Around 5PM we get out to walk around the village and find some dinner. The place we thought we would go to is closed tonight for unknown reasons. We wind up at a Brewery and have a tasty meal and one of their craft beers.





It has been a nice slow day...perfect to get over the “off the ship let down!"

Alert Bay, Canada, Monday, Oct 2

It is a beautiful, blue bird day when we wake. We docked about 6AM this morning which we slept through. The zodiacs and kayaks are long gone by the time we get going. After breakfast Carolyn packs up everything except what we need today and tomorrow. Packing is always such a downer!




After lunch we tender into town and walk along the shore side street down to the Namgio Burial Ground where many of the Kwakwaka’waka chiefs and their families are buried. It is very interesting to look at, but all the information about the meaning of the totem markers is only found at the Museum. But the Museum is closed on Mondays which is a disappointment. We have run into this in other smaller towns....it seems to us that if a town, especially one that has limited attractions, has a cruise ship visiting, the town would want to put its best foot forward and have its tourist attractions open for the visitors. We run into several others that feel the same way.





The town is very attractive and is pleasant to walk around but there really isn’t too much to do. Some hiked across the island and said it was a nice active hike. There were also the two Seabourn Adventures, but we didn’t talk to anyone who did either of them.




Back on the ship we have cocktails and go to the main dining room for our last dinner. Many of the crew are leaving soon and it seems tonight there is a lot of short timers syndrome as the service is really off. We are seated by 7:15PM and order two courses. It is nearly 8PM before we get our salads and 8:45PM before our main arrives. We eat a lot of bread sticks!! This is the only time the food service has been very poor, it is just unfortunate that it is our last night.

Back in the room the moon is out and the big NCL ship from Juneau is just ahead of us, we sit on the balcony for awhile and watch the shore slide by. Compared to the absolute no light from the land for the last 11 nights, it looks like Christmas along the shore line now.  Off to bed. We have an early day tomorrow and Carolyn is still under the weather from her asthma. 

Thursday, October 12, 2017

Klemtu, Canada, Sunday, Oct 1

Glory Be! We wake to another sunny day in the middle of a beautiful setting. Looking out on the balcony we see the kayaks getting ready to begin their tours and the zodiacs are hauling food stuffs up the water way to the Klemtu village.




We go to breakfast and then back to the suite to wait our turn to go ashore. There are two performances planned at the village today. One in the morning with three staggered tender departures and one in the afternoon with three more tender departures.
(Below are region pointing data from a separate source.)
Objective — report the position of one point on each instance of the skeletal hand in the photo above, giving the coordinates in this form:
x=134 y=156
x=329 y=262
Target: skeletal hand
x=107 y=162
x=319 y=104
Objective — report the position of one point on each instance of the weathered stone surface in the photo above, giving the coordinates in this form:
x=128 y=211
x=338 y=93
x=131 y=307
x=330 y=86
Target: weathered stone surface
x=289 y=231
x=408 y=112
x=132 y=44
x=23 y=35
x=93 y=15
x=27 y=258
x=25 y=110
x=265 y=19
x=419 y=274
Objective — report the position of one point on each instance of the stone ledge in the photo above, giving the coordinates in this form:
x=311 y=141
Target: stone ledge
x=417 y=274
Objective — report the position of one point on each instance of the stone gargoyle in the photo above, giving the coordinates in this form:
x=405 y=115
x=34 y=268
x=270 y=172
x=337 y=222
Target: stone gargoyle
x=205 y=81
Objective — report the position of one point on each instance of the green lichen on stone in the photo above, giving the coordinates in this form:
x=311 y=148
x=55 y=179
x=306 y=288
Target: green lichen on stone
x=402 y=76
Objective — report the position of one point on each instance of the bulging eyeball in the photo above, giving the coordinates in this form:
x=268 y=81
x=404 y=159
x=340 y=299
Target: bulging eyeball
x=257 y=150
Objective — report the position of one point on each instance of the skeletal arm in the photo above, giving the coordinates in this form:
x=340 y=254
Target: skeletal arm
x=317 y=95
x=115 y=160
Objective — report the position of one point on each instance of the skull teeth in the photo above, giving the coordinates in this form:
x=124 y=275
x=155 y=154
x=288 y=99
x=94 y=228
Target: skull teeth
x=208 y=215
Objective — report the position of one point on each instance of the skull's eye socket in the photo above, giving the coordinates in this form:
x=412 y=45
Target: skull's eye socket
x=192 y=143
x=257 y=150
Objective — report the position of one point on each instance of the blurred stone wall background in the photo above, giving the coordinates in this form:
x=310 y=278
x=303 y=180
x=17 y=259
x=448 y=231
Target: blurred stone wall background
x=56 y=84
This turns out to be the day of shows. As we are sitting on the balcony, two whales, a mom and her calf, swim right beside us and put on a wonderful display of blowing, diving and tails! This lasts for about 20 minutes until they get too far from the ship to enjoy.








The BBQ on shore is canceled; no reason given and now is being held on the pool deck from noon until 2PM. That is OK, but the timing is poorly thought out as many of the first group in the afternoon miss the special lunch. We are in the first group and have to meet for the tender at 12:30PM. There is a line at noon and not enough time to get the BBQ lunch so we and others miss it. On shore there are only soft drinks, tea, coffee and cookies, but we survive.

It is a nice boat ride to the village dock in front of the 12 room hotel. The hotel is a village project to attract people who want to take tours to possibly see a Spirit Bear, a white bear. The tribal program lasts about an hour and is a combination of a history and customs lecture by Chief Charley and a dance program put on by the young people of the tribe. It is interesting and fun to watch. Chief Charley is very proud of his young people and is active in helping them do the dances just right. In turn, they seem very eager to please him and us. There is also very interesting tribal music by the older members of the tribe. We really like the rhythm.

Just a reminder, the walk is as rough as the tour information says. It is 1,400 meters on a potholed gravel road with three short hills to go up and down. Carolyn walks with canes and bad knees and Dick has a bad knee. We manage but are glad we were the first tender as the second tender group passes us on the walk in. We are glad we made the effort.














Back on the ship with a visit to Seabourn Square for a couple of tea sandwiches, tea and some ice cream we are satisfied and head to the room for rest . We sit on the balcony since it is such a beautiful day and guess what...here come the whales again. It is probably the same two. They again do their little dance along the side of the ship! What a wonderful day!! Whales and Tales!!!







We end the day at a table for nine hosted by the Cruise Director, Sophia. She is a delightful hostess and the table is a mix of very talkative US, Australian and English couples.